Particle-based algorithm for stochastic optimal control
Sebastian Reich
TL;DR
This work recasts stochastic optimal control as a pair of forward and reverse McKean–Vlasov SDEs and links the value function to the ratio of forward and reverse densities through a Cole–Hopf type transform. It develops a particle-based algorithm that fuses ensemble Kalman filtering with diffusion-map techniques to approximate the necessary drift and grad-log terms, yielding a time-dependent affine control $u_t(x)= R G(x)^T (A_t x + c_t)$. The approach is illustrated on nonlinear problems (inverted pendulum and controlled Langevin dynamics), showing that small ensembles (as few as $M=d_x+1$) can achieve robust stabilization when supplemented with diffusion-map refinements. The framework bridges diffusion-based generative modeling and stochastic control, offering a scalable, flexible route for high-dimensional control tasks and a basis for future diffusion-map enhancements and infinite-horizon extensions.
Abstract
The solution to a stochastic optimal control problem can be determined by computing the value function from a discretization of the associated Hamilton-Jacobi-Bellman equation.
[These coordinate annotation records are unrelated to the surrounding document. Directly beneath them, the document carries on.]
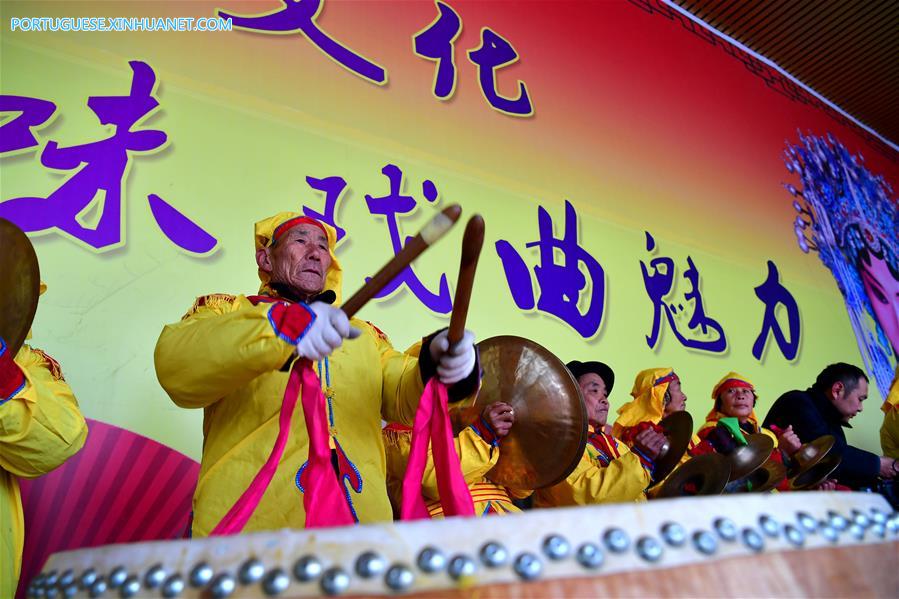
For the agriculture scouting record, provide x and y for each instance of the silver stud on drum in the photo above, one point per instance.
(769, 525)
(97, 588)
(794, 535)
(335, 581)
(828, 532)
(87, 578)
(307, 568)
(370, 564)
(860, 519)
(66, 578)
(807, 521)
(753, 540)
(431, 560)
(222, 586)
(275, 582)
(130, 587)
(705, 542)
(494, 554)
(200, 575)
(155, 577)
(399, 578)
(725, 528)
(117, 577)
(649, 549)
(251, 571)
(616, 540)
(528, 566)
(461, 566)
(837, 521)
(674, 534)
(556, 547)
(173, 586)
(590, 556)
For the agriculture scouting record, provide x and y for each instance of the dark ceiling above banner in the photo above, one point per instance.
(847, 51)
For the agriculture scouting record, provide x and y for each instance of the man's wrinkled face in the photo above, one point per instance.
(737, 402)
(882, 289)
(596, 398)
(677, 401)
(299, 259)
(849, 403)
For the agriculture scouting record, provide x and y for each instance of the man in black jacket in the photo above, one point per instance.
(824, 409)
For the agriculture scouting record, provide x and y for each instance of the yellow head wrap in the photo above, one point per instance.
(714, 416)
(648, 404)
(264, 232)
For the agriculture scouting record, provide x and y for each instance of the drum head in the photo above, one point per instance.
(20, 282)
(548, 437)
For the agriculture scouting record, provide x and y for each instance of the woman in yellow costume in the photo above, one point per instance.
(478, 446)
(608, 471)
(657, 393)
(40, 428)
(230, 354)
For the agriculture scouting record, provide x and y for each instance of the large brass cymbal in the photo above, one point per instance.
(815, 474)
(548, 437)
(678, 429)
(20, 281)
(810, 454)
(762, 479)
(706, 474)
(746, 458)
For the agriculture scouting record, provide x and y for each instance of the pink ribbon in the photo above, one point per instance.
(323, 500)
(432, 425)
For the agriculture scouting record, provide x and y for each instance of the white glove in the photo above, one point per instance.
(456, 363)
(327, 332)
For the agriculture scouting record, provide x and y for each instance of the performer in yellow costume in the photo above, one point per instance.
(478, 447)
(889, 431)
(40, 428)
(608, 471)
(735, 398)
(657, 393)
(230, 355)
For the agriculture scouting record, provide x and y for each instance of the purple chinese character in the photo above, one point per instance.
(772, 293)
(98, 183)
(298, 16)
(494, 53)
(659, 284)
(333, 188)
(16, 134)
(436, 43)
(390, 206)
(561, 285)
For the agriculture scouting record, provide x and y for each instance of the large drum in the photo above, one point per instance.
(790, 544)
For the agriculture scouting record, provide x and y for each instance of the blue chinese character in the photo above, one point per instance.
(772, 293)
(494, 53)
(436, 43)
(659, 284)
(390, 206)
(561, 285)
(97, 184)
(298, 16)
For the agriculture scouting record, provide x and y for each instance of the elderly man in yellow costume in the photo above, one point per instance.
(608, 471)
(657, 393)
(40, 428)
(478, 446)
(733, 416)
(230, 355)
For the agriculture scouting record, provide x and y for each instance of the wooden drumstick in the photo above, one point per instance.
(431, 232)
(472, 242)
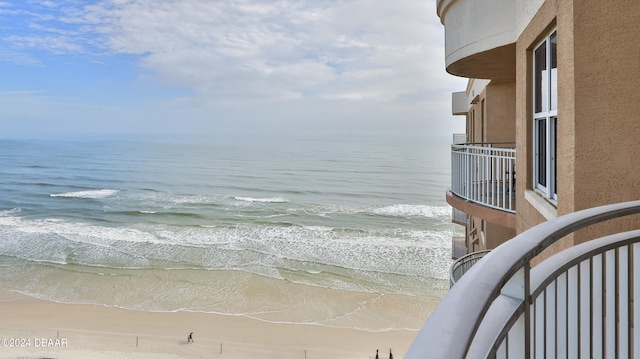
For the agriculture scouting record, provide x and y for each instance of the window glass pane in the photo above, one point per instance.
(540, 78)
(541, 152)
(554, 148)
(553, 40)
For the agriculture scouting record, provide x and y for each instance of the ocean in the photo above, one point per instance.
(345, 231)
Alternatively, the problem can be reformulated in terms of a pair of forward-backward SDEs, which makes Monte-Carlo techniques applicable. More recently, the problem has also been viewed from the perspective of forward and reverse time SDEs and their associated Fokker-Planck equations. This approach is closely related to techniques used in diffusion-based generative models. Forward and reverse time formulations express the value function as the ratio of two probability density functions; one stemming from a forward McKean-Vlasov SDE and another one from a reverse McKean-Vlasov SDE. In this paper, we extend this approach to a more general class of stochastic optimal control problems and combine it with ensemble Kalman filter type and diffusion map approximation techniques in order to obtain efficient and robust particle-based algorithms.